Differential pressure comparison table
|Sensor in the plate not covered with inertizer, ΔP, bar||Sensor in the plate covered with inertizer,|
||Type and thickness of inertizer layer
|air, 0.6 m
|helium, 0.6 m
|air-helium 0.6 m (1/1)
These tests have shown that elastic membranes filled with helium provide the most effective pressure decrease.
The specified gas layer thickness of 0.6 m in the elastic membranes on the blast wave propagation path is at least double critical detonation diameter in the free space for a hydrogen-air mixture with stoichiometric composition.
1. The invention method of improving explosion safety in closed spaces by attenuating the effect of a combustion wave or shock wave on a protected surface, comprising placing obstructions before the protected surface in the form of elastic membranes filled with a flame-retardant substance, characterized in that a non-flammable gas is used as the substance filling the membranes; the membranes themselves are made of a material that disintegrates during, and under the action of, displacement of the front of a combustion wave or shock wave along the surface of the membranes, wherein the membranes are filled with a non-flammable gas immediately after flammable gas is detected at a dangerous concentration in the space in front of the protected object.
2. The method of claim 1, wherein helium is used as the non-flammable substance filling the elastic membranes.
3. The method of claim 1, wherein the elastic membranes are placed before the protected surface in at least two layers.
4. The method of claim 3, wherein each subsequent layer of the elastic membranes is located in depressions of the previous one.
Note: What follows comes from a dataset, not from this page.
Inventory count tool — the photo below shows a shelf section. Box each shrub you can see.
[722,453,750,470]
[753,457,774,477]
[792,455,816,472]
5. The method of claim 1, wherein an air/helium mixture with a helium content of at least 50 vol. % is used as the non-flammable substance filling the elastic membranes.
6. The method of claim 2, wherein membranes filled with air are placed before the membranes filled with helium.
7. The method of claim 1, wherein the total thickness of the elastic membranes filled with non-flammable substance along the normal to the protected surface exceeds two critical detonation diameters in the free space for the stoichiometric mixture.